The typical gastronomy is also present during the Panama Carnival. Tasting a chicken tamale, some fried food in a fonda, or a very fresh chicha to quench your thirst will allow you to recharge your batteries to continue the party.
In the capital, some of the best hotels prepare events around the carnival with gastronomy and commemorative dances. Some of them are, for example, the Hotel Panama, the Hotel Caesar Park, or the Riande Continental.
Although both the capital and other areas of the country are good for experiencing the Panama Carnival, there is one place that stands out par excellence and which we recommend you visit: Las Tablas. This city in the province of Los Santos is one of the favorites to live in the Panama Carnival. The competition for the best costumes and the most spectacular floats between two streets, Calle Arriba and Calle Abajo, is the center of much of the festivities. Each one of the streets has its own parades and also its queens who, since childhood, are preparing to make their dream come true: to occupy the throne of one of the streets.
Getting to know people from any corner of the planet besides the locals is very easy during Carnival. In fact, many visitors appreciate that Panamanians treat tourists so well that they feel at home at all times.
If you prefer summer to winter, in Panama you are lucky enough to enjoy high temperatures in a month that in Spain and other countries require a coat and scarf.
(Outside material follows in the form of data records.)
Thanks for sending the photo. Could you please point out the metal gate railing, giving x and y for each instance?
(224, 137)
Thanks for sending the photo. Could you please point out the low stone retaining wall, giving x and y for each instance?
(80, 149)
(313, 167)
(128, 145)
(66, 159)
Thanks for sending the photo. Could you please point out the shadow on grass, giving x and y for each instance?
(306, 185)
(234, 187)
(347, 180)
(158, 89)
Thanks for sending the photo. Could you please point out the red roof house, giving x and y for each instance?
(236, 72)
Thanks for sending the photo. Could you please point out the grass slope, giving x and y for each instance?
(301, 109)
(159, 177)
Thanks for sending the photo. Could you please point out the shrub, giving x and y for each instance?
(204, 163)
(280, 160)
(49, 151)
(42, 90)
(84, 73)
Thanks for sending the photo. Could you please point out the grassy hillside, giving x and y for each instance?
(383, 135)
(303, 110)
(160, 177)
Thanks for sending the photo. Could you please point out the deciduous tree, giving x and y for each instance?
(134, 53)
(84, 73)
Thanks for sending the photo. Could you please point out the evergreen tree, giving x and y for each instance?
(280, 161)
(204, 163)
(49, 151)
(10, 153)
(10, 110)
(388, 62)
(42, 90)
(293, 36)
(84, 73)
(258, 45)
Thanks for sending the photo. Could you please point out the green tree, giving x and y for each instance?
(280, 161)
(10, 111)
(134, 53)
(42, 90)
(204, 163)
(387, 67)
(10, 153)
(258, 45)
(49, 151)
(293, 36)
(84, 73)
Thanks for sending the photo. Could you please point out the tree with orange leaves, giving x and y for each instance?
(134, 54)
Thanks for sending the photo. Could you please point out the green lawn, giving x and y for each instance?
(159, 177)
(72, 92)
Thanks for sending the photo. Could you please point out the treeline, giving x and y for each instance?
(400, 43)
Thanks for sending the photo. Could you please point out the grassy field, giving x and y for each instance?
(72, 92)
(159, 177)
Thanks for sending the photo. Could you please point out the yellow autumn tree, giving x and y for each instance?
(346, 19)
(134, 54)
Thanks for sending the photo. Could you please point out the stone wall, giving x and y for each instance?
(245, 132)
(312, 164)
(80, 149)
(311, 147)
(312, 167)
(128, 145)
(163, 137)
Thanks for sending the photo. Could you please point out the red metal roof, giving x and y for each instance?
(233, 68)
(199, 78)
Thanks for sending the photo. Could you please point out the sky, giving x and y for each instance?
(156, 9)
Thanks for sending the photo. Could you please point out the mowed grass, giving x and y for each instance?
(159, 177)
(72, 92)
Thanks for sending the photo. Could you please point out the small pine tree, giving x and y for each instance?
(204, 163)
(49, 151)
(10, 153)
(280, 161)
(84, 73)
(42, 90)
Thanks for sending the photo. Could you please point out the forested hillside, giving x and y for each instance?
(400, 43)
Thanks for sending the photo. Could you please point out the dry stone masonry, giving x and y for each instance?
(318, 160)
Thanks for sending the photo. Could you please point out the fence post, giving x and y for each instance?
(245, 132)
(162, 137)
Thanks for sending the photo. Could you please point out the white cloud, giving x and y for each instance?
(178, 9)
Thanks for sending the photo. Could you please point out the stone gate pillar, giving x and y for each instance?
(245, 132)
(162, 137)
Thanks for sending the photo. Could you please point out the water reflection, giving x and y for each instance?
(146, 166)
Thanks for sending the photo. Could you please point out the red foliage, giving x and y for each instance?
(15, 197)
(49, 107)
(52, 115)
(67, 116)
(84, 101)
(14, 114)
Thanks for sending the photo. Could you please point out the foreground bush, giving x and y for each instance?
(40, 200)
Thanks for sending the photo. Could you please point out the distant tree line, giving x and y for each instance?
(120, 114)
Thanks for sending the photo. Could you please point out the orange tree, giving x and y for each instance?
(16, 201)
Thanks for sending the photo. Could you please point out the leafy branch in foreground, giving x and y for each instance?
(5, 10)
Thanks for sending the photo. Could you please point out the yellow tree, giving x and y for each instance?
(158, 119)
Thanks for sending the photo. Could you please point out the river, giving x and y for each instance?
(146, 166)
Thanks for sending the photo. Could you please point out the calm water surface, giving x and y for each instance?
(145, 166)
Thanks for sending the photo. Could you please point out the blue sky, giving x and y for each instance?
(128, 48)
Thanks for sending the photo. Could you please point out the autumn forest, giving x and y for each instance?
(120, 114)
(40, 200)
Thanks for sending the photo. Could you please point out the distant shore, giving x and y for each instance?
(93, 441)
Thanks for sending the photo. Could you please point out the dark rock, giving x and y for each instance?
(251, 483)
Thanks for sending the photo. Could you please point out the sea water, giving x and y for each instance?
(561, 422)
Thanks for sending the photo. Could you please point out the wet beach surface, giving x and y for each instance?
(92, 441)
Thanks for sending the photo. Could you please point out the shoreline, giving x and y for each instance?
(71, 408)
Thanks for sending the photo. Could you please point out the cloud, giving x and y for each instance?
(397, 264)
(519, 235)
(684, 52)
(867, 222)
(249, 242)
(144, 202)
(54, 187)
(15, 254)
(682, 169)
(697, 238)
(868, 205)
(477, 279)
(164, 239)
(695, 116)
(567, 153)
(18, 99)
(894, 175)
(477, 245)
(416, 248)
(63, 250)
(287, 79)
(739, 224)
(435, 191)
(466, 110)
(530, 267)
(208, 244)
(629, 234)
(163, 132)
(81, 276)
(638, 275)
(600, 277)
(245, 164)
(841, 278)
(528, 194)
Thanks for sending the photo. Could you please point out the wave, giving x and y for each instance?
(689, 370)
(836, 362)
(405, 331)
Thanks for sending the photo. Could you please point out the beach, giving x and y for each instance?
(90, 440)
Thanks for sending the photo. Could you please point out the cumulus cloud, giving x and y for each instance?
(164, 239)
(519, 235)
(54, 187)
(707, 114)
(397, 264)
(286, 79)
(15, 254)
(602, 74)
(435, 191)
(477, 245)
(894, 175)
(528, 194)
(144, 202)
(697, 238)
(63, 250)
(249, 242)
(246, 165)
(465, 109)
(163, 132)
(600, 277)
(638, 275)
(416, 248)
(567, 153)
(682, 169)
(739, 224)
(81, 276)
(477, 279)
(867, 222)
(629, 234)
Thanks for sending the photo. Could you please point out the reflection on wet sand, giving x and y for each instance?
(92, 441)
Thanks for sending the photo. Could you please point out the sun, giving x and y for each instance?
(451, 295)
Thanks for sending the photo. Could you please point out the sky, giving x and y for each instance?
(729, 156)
The heat of those days is suffocated thanks to the mojaderas or culecos as they are known in Las Tablas, which are in charge of wetting people of the opposite sex with hoses, buckets, or balloons as an act of mischief and fun. Both children and adults participate and everyone appreciates this refreshing bath that creates a playful atmosphere in Panama. And if you want to get away from it all for a few hours, you have the option of enjoying the best beaches in Panama, although, in some of them, the party is also present.
The pollera is the typical national costume of Panama. It is an attire composed of a shirt and a pollerón with the most luxurious details, whose price is around 5 or 6 thousand dollars. Although the Parade of the Thousand Polleras takes place in January, during Carnival, the polleras of each year take advantage to return to show their best clothes, after a whole year of preparation and illusion to parade with the typical costume of the country.
The origin of this festival dates back to ancient Rome when the Romans celebrated a festival in honor of the God Bread called "lupercales", related to both Carnival and St. Valentine's Day. Hence, these two traditions, which are still in full swing today, began to be celebrated.